Ces demandes -qui n’en sont pas et constituent en fait un résumé des moyens- ne sont en conséquence pas mentionnées dans le rappel synthétique des demandes dans l’exposé du litige et ne donneront pas lieu à mention au dispositif.
Sur la demande d’annulation de la convocation du 19 janvier 2021
Les époux [O] sollicitent l’annulation de la convocation du 19 janvier 2021.
Ils font valoir qu’ils sont tous les deux propriétaires des lots de copropriété mais que Madame [O] n’a pas reçu de convocation. Ils soutiennent que Monsieur [O] étant absent, il n’a pas pu voter du fait de l’absence de convocation de son épouse.
En réponse aux arguments du syndicat des copropriétaires, ils affirment que Monsieur [O] n’a jamais été désigné comme mandataire commun et apparent de la copropriété.
Ensuite, ils reprochent au syndicat des copropriétaires de ne pas avoir joint le jugement du 29 avril 2019 rendu par le tribunal judiciaire de TOULON à la convocation du 19 février 2021, se contentant d’une brève référence à celui-ci.
Le syndicat des copropriétaires expose que les époux [O] sont copropriétaires depuis 1985 et que depuis lors c’est toujours Monsieur [V] [O] qui a été convoqué aux assemblées générales et s’est vu notifier les procès-verbaux sans que cela n’élève aucune protestation.
Il explique que, le lot n°1 appartenant à la communauté [O]-[I] et en l’absence de mandataire commun désigné, il convient de retenir que Monsieur [V] [O], qui reçoit les convocations depuis plus de 30 ans est le mandataire commun et apparent de la communauté. Il considère ainsi que la convocation est valable.
Par ailleurs, il rappelle que le vote a eu lieu pendant la période Covid 19 de sorte que les votes ont eu lieu par correspondance. Il estime de ce fait Monsieur [O] aurait parfaitement pu voter, même en l’absence de son épouse. Il souligne que celui-ci n’assiste généralement pas aux assemblées générales annuelles de la copropriété.

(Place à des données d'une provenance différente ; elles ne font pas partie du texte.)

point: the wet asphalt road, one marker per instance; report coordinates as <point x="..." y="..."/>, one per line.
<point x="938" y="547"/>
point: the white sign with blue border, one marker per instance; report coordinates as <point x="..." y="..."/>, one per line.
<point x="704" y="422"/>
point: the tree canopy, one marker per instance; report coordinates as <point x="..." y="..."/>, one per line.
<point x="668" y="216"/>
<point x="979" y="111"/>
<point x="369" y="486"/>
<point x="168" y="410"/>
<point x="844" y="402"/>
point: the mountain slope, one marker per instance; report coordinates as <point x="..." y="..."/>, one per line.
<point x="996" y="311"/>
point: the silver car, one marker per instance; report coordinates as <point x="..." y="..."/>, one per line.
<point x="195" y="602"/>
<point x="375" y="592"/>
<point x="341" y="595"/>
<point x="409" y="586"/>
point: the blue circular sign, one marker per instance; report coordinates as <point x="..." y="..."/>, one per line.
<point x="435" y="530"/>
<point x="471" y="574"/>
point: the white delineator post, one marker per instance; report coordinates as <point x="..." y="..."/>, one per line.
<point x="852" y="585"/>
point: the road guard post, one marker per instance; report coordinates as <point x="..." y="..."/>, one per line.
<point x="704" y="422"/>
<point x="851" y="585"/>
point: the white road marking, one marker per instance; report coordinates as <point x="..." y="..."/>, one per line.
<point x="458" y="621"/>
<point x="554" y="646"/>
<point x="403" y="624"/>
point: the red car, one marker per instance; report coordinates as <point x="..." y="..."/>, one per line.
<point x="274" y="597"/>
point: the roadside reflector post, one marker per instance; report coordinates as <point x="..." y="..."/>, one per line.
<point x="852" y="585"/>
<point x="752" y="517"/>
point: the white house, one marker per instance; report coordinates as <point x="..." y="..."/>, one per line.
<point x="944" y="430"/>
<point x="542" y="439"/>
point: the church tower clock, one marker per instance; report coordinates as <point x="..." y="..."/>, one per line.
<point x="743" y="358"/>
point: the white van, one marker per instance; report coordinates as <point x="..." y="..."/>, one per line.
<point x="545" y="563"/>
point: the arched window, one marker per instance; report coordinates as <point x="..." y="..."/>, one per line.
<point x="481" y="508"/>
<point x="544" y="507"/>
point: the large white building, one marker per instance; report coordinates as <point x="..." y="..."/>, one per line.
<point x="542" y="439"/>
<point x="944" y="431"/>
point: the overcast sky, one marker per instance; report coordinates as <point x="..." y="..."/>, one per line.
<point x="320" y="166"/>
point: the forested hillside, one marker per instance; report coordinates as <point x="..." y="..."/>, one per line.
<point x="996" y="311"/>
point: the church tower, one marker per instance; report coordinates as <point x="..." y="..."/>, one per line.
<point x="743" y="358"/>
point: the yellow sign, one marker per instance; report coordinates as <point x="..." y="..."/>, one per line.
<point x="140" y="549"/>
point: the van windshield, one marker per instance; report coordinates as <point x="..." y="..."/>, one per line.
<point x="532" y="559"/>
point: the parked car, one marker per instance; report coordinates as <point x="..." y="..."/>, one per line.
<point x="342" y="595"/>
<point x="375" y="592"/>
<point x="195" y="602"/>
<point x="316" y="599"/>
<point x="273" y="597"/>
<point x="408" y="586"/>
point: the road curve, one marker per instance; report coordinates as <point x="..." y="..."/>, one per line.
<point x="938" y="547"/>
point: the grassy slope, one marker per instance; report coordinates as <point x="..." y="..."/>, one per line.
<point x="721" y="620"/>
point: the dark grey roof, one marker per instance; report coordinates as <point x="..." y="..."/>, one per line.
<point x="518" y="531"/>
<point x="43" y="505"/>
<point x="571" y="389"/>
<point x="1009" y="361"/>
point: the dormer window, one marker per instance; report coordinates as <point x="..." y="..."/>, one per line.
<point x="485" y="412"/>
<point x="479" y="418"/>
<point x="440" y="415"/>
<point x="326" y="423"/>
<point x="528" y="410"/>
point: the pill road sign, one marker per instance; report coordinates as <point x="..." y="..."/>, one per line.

Il sera observé que les époux [O] n’explicitent pas le fondement de cette demande, en dehors du visa global de l’article 42 de la loi du 10 juillet 1965. Or cet article ne concerne que les recours contre les décisions irrégulières des assemblées générales.
Aucune disposition légale ne prévoit la possibilité pour le tribunal d’annuler une convocation à l’assemblée générale de sorte que cette demande sera rejetée.
Sur la demande d’annulation des résolutions 9 et 10 de l’assemblée générale du 10 février 2021
L’article 42 de la loi du 10 juillet 1965 fixe le principe et les conditions des recours ouverts contre les décisions irrégulières des assemblées générales de copropriétaires. Les motifs de recours ne sont pas définis par ce texte, mais il est constant qu’ils consistent en :
— l’inobservation des formalités prescrites pour la réunion et la tenue des assemblées,
— la violation des règles de fonctionnement des assemblées,
— l’excès de pouvoir,
— l’abus de droit ou de majorité dans la prise des décisions, lequel consiste à utiliser la majorité, soit dans un intérêt autre que l’intérêt collectif ou dans un intérêt qui lui est contraire, soit dans un intérêt purement personnel, soit dans l’intérêt exclusif du groupe majoritaire au détriment du groupe minoritaire, soit en rompant l’équilibre entre les copropriétaires, soit avec l’intention de nuire.
L’office du juge se limite à apprécier la légalité des demandes dont il est saisi, dès lors qu’il ne peut connaître de l’opportunité même des décisions prises en assemblée générale faute de s’immiscer dans la gestion de la copropriété.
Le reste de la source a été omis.